Bayesian Causal Forests for Longitudinal Data: Assessing the Impact of Part-Time Work on Growth in High School Mathematics Achievement
Nathan McJames, Ann O'Shea, Andrew Parnell
TL;DR
This paper develops a longitudinal extension of Bayesian Causal Forests (LBCF) to jointly estimate individual growth trajectories in mathematics achievement and the heterogeneous causal impact of part-time work using two waves of HSLS data. The model decomposes growth into a baseline trajectory and a period-specific treatment effect, incorporating time-varying covariates, a clever propensity-score term, and missing-data handling within a Bayesian nonparametric framework based on BART ensembles. Simulation studies demonstrate strong predictive performance and reliable uncertainty quantification for growth and heterogeneous effects, outperforming standard BART, BCF, and GRF in key settings; HSLS application reveals a negative average effect of intensive part-time work on growth ($ATE \approx -0.08$) with substantial heterogeneity and a potential positive effect for students with low school belonging.
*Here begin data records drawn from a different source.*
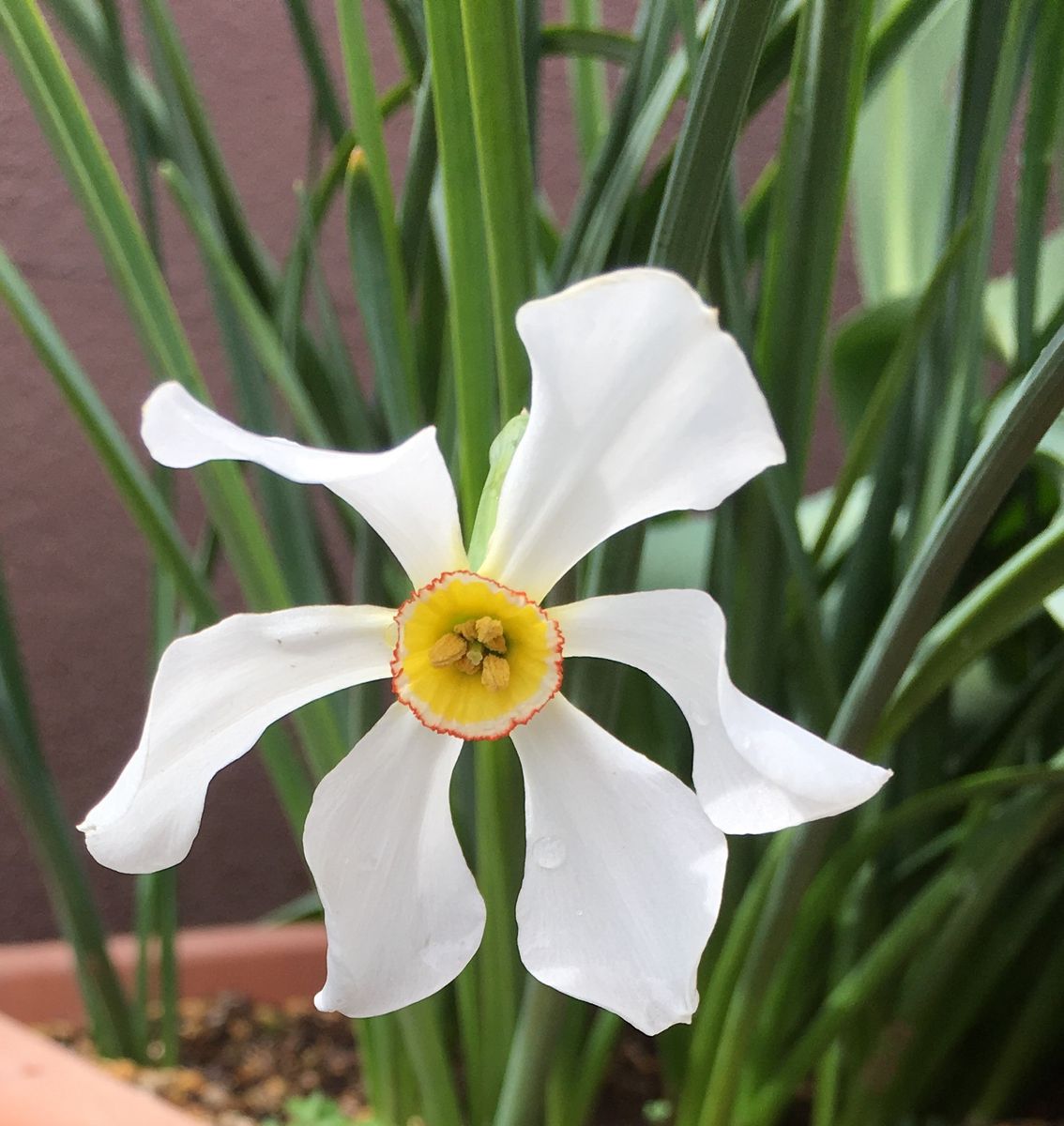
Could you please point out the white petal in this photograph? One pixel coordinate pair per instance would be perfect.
(403, 911)
(754, 771)
(640, 405)
(623, 872)
(404, 494)
(214, 695)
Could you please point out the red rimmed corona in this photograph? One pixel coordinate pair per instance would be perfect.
(474, 659)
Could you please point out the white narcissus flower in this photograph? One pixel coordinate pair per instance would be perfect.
(640, 405)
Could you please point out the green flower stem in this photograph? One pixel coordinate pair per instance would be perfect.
(425, 1042)
(535, 1039)
(495, 789)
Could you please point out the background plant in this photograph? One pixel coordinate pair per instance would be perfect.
(905, 958)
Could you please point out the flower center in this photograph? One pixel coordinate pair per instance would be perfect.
(474, 659)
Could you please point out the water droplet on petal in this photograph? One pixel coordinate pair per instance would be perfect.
(550, 851)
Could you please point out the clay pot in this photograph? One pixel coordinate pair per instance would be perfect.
(44, 1085)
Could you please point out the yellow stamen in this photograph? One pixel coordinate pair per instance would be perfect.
(466, 630)
(495, 675)
(489, 633)
(450, 648)
(474, 659)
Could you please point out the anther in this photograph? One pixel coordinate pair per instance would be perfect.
(449, 650)
(495, 673)
(489, 633)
These results suggest nuanced policy implications: while intensive work generally dampens growth, targeted supports or alternative activities might mitigate harms and even benefit certain subgroups; the method offers a flexible tool for analyzing growth and heterogeneity in longitudinal causal settings across education data and beyond.
Abstract
Modelling growth in student achievement is a significant challenge in the field of education. Understanding how interventions or experiences such as part-time work can influence this growth is also important. Traditional methods like difference-in-differences are effective for estimating causal effects from longitudinal data. Meanwhile, Bayesian non-parametric methods have recently become popular for estimating causal effects from single time point observational studies. However, there remains a scarcity of methods capable of combining the strengths of these two approaches to flexibly estimate heterogeneous causal effects from longitudinal data. Motivated by two waves of data from the High School Longitudinal Study, the NCES' most recent longitudinal study which tracks a representative sample of over 20,000 students in the US, our study introduces a longitudinal extension of Bayesian Causal Forests. This model allows for the flexible identification of both individual growth in mathematical ability and the effects of participation in part-time work. Simulation studies demonstrate the predictive performance and reliable uncertainty quantification of the proposed model. Results reveal the negative impact of part time work for most students, but hint at potential benefits for those students with an initially low sense of school belonging. Clear signs of a widening achievement gap between students with high and low academic achievement are also identified. Potential policy implications are discussed, along with promising areas for future research.